We wild camp over 95% of the time  and we use (ie live in) our vehicle fo the full 6 months in the summer
We have  
1 x 120Watt Solar Panel
1 x 85 amp-hour Leisure battery

I have a cheapo voltmeter which enables me to monitor the battery.
( I appreciate this is not an accurate figure to show charge)

However my battery has never gone below 12.6.
We use the Truma gas heating
we do not watch the (12V) tv very much.

The space in particular, as well as all the other considerations, put me off generators.
So we more than make do..
The only time we use EHU is in late September
OK we are "lucky" in that we do not need to/ wish to use our vehicle in the winter.

If we did
I would simply

1 get a second LB or maybe a really good "new Lithium" one
2 check into a campsite every 2 or 3 or 4 days to use EHU to fully charge the battery.
This maybe not needed if you drive for say 1 hour and maybe do this late afternoon

My suggestion is to......try to do without a genny and see how you get on.
I appreciate that some people will want / need one if they "camp up in remote spots for (dare I say) 4 or more days.
However you probably need to move anyway for
1 Sewage
2 Grey water
3 Fresh water
4 Food


----------



## David Morison (Dec 28, 2016)

trevskoda said:


> Dont understand why folk require hair driers m/wave curling tongs etc,towel to dry hair if you still have any or like me cut it v/short,a towel can be dried over a hot engine.
> M/wave why bother you have gas,curling tongs,well my tail is curly from birth.
> Join the army and they will teach you how to live with out all these silly trappings.

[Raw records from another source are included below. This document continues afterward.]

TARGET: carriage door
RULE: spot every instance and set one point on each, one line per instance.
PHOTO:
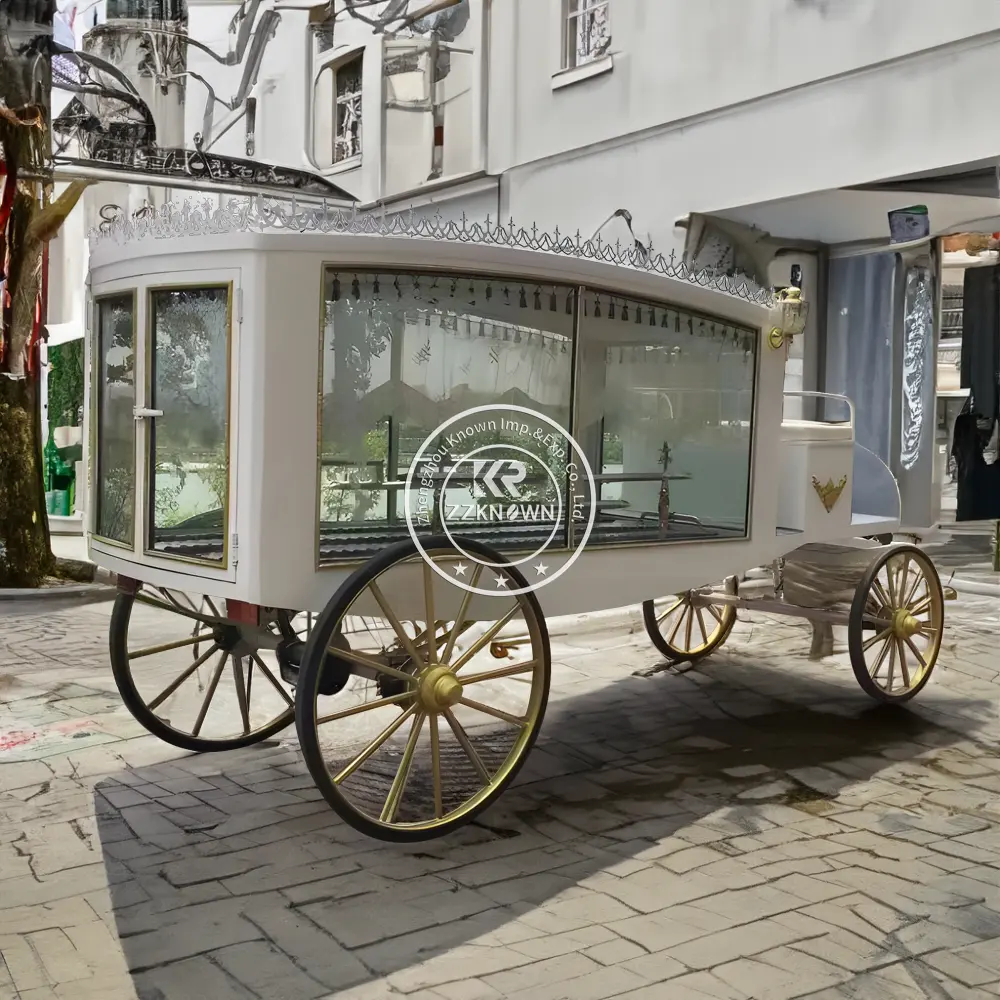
(188, 415)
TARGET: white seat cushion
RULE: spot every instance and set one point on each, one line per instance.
(816, 430)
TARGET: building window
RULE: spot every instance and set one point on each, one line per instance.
(347, 110)
(588, 31)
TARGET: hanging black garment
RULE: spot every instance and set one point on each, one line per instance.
(981, 339)
(978, 480)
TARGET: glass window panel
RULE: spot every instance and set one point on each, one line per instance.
(403, 352)
(115, 397)
(189, 444)
(666, 406)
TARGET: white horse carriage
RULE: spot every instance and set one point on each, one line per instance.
(287, 414)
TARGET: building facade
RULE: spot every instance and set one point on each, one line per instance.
(781, 138)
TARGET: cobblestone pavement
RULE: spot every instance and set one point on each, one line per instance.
(753, 828)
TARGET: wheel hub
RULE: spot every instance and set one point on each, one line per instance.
(904, 625)
(438, 689)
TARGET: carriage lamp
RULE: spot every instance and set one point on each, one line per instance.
(790, 317)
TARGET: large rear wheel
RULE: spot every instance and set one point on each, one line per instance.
(425, 730)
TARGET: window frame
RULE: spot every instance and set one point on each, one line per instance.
(98, 412)
(572, 11)
(149, 526)
(323, 158)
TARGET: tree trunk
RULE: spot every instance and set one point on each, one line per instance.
(27, 223)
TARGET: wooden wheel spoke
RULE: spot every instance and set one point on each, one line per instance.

I still use my old service issued mess tins in the camper, compact (one fits inside the other) and has folding handles. We used to shave from them in the field as well as cook.


----------



## trevskoda (Dec 28, 2016)

David Morison said:


> I still use my old service issued mess tins in the camper, compact (one fits inside the other) and has folding handles. We used to shave from them in the field as well as cook.

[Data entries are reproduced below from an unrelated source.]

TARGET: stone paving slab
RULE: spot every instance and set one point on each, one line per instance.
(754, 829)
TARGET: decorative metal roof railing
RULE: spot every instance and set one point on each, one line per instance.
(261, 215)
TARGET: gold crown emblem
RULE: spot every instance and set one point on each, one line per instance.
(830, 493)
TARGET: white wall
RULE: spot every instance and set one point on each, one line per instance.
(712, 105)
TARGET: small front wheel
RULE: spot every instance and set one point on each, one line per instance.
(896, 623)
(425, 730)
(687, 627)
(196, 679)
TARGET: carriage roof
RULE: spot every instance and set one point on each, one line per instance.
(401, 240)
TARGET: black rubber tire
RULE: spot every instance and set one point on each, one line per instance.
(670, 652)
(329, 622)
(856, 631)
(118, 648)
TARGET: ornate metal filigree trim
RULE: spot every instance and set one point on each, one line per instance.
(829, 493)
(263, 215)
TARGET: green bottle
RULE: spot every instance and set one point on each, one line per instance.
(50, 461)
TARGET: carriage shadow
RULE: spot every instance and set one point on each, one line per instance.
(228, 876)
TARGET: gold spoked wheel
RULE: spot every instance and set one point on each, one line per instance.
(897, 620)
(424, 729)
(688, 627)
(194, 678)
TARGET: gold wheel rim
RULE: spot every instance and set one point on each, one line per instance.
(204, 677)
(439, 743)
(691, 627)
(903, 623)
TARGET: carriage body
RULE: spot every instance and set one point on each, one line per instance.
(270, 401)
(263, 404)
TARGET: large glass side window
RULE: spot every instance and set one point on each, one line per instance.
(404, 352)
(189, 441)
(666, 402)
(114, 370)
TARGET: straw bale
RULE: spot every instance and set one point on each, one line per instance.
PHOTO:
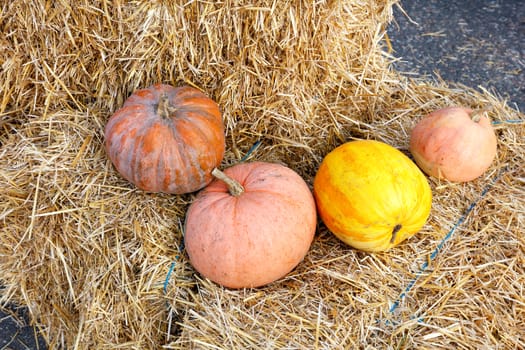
(90, 255)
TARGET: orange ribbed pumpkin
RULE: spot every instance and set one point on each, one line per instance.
(252, 230)
(166, 139)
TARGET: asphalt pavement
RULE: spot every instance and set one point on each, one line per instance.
(476, 43)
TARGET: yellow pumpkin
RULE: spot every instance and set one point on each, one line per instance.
(371, 196)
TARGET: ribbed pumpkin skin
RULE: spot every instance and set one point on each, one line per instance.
(371, 196)
(171, 155)
(255, 238)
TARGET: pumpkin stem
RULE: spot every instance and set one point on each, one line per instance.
(164, 108)
(234, 187)
(476, 115)
(394, 232)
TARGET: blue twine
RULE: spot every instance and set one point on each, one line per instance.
(251, 150)
(508, 121)
(433, 255)
(172, 266)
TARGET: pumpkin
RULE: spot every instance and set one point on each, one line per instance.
(166, 139)
(451, 144)
(370, 195)
(251, 226)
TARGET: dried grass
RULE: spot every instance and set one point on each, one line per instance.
(89, 255)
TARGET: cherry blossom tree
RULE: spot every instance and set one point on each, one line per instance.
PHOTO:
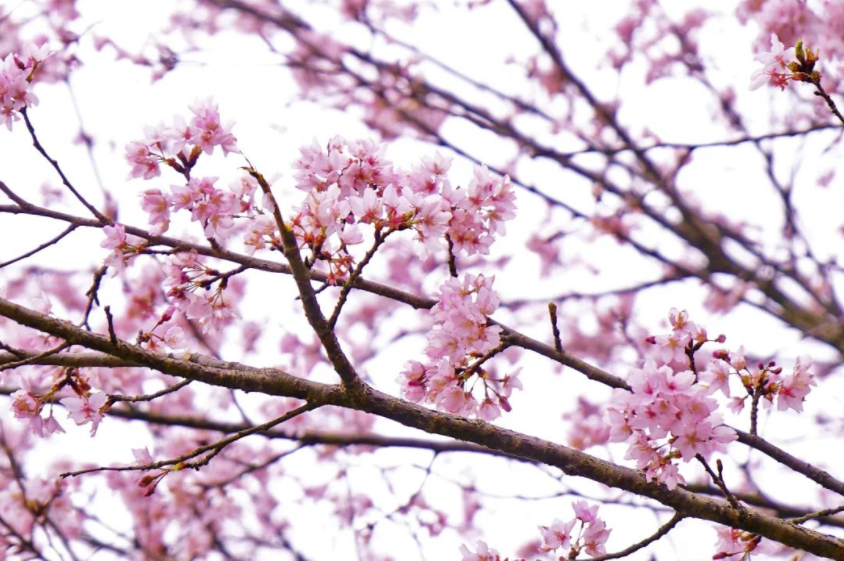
(516, 319)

Yep same here though i dont use my mbc and mask unless iv eaten beens,still dont understand why folk require toasters m/waves when they have gas to cook on and a grill.
Folk here in countryside in the not so far away past had no lecy and lived just fine,wifes second aunt had no lecy running water or c/heating and lived to almost 100.
Im not saying live like a hermit but why double up on stuff which adds extra weight to van for what purpose.


----------



## IanH (Dec 28, 2016)

FULL TIMER said:


> strange that you are against using a generator but would run your vehicle engine to charge the battery, all very well if on the move but not very practical if staying in one spot especially with modern diesel engines, I certainly wouldn't be running my 3.9 diesel engine when I have a perfectly good small generator that is more than adequate



Full Timer, you misunderstand me!

I would never consider starting my Mh engine just to charge a battery. The solar panel does that well enough. BUT, when going to the town for the day, or visiting some other place then it makes sense to use the otherwise redundant (more or less) alternator to do some work and further charge the batteries if needed. I also wouldn't want to be camped near someone running their engine, poss for some time, BTW!!!

IanH


----------



## Sky (Dec 28, 2016)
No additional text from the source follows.